Regarding the plants, the stem plants that I have been trying to grow in the left hand corner kept melting so I replaced it with vallis and amazon swords. I'm waiting for those to grow in. The hygrophila has shot up and created a jungle like effect, as did the tiger lotus. The morning after getting the new discus, when the lights were turned on automatically, the discus got spooked. They ended up uprooting most of my hemianthus carpet. Yes - the one that took months growing in the dry start method :dead: I have replaced the heminathus with micranthemum and I am waiting on that to grow in.

I will post a picture of the tank as soon as I get the chance. Hopefully, after my exams in the next couple of months, I will be more active on the forums :)

Regards, George
 
Heh George thanks for the update (& there's no doubt school comes first :D)

You might add some Eleocharis interplanted with the Micranthemum 'Monte Carlo' (I assume), while E acicularis "mini" is shorter, E parvula is sturdier stuff & generally grows in more quickly - either will help to "hold" ground cover in place (Amano used to do this with HC)
With Discus I'd choose M 'Monte Carlo' over HC anyway re leaf size, it's also much more tolerant of conditions.

The morning after getting the new discus, when the lights were turned on automatically, the discus got spooked. They ended up uprooting most of my hemianthus carpet.
At least they didn't crash into glass or wood :wideyed:
sorry for your HC loss though :sorry:

Sounds like a good group of fish in the tank :)
- did you remove the cardinals?
 
Hi Alto,
It's been a long time since I've posted anything. The last few months have been stressful ahaha.
I will try and post an update of the tank in the next few days.

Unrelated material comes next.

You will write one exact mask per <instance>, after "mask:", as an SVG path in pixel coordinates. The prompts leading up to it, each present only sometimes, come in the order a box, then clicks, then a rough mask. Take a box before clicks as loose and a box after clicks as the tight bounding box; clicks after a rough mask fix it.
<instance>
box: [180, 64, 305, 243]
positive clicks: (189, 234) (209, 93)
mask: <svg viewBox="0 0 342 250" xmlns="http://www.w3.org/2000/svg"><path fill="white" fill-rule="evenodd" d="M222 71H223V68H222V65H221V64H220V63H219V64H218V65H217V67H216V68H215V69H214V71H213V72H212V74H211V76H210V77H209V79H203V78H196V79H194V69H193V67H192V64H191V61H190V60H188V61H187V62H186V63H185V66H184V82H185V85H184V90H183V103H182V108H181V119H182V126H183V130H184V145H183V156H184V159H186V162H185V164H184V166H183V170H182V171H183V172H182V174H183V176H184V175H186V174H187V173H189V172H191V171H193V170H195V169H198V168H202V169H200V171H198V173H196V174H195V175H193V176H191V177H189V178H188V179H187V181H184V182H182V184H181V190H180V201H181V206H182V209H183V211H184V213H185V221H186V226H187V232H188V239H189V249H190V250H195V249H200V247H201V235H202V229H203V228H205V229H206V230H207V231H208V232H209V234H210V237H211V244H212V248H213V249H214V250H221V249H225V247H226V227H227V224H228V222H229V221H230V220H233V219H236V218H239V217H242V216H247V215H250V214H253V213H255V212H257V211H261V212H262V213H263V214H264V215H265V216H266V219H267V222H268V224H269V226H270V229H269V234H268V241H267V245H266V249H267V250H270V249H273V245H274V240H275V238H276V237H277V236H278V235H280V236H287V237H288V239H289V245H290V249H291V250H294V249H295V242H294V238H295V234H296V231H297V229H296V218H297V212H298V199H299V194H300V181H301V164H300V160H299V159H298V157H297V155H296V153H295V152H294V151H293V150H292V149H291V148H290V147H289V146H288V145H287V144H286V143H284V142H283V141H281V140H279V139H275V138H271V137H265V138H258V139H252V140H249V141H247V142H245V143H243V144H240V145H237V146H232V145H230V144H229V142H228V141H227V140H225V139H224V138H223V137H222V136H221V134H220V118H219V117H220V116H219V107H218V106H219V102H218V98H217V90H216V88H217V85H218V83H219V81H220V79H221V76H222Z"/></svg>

Wow, can't believe it's been half a year with the discus in the tank. I'm sad to say that the foreground carpet has not grown back. I've attempted to regrow it several times now and it's not working. I guess it only worked the first time because I grew the carpet as an emersed set up; giving the plants time to grow strong foundations. Now, every time I plant the hemianthus, it gets picked up by the fish. Since the last update, one of my favourite strains passed away due to mysterious circumstances ( Red scribbelt). I also currently have 3 breeding pairs in the tank. However, there isn't too much conflict. One fo the pairs has managed to keep the fry alive for a few days while they grazed on the mucus, despite the hungry shoals of tetras. It was an amazing sight to see Most of the other fish are doing well, a couple of tetras have died but nothing dramatic has happened. Hopefully, one day the carpet grows back to the beauty that it was. The ottocinclus have all died off (does anyone know any potential reason for this?) and the red cherry shrimps are a rare sight so I am in need of some bottom grazers.

I did buy two whiptail catfish, which are doing miracles to stir up the substrate. I also bought an Orinoco Angel Pleco, which was an impulse buy aha. The Orinoco is so beautiful but I only ever see it after the lights go out. I am planning on getting some Malaysian trumpet snails and maybe another shoal of ottos.

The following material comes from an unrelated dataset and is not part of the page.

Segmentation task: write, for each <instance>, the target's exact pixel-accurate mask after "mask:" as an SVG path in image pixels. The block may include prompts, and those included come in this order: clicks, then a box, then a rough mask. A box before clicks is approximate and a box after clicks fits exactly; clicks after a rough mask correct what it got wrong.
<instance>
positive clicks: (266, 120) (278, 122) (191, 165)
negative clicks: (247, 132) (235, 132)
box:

Does anyone know about any corydoras that can survive in high temperatures? My tank is in the low ranges for discus (28C) but I'm under the impression that corries don't tolerate heat.
 
I have been growing some M. Monte Carlo with the Eleocharis like you suggested in a plant pot. I recently added that to the tank so we shall see whether it manages to stay in the ground. Only time will tell. I will be setting up my old 120L tank into a planted tank soon ( while I still have time during my Christmas break), so I will be creating a new post for that! I also have a 15L tank that i've set up for my brother's Betta fish which I will share with you all soon.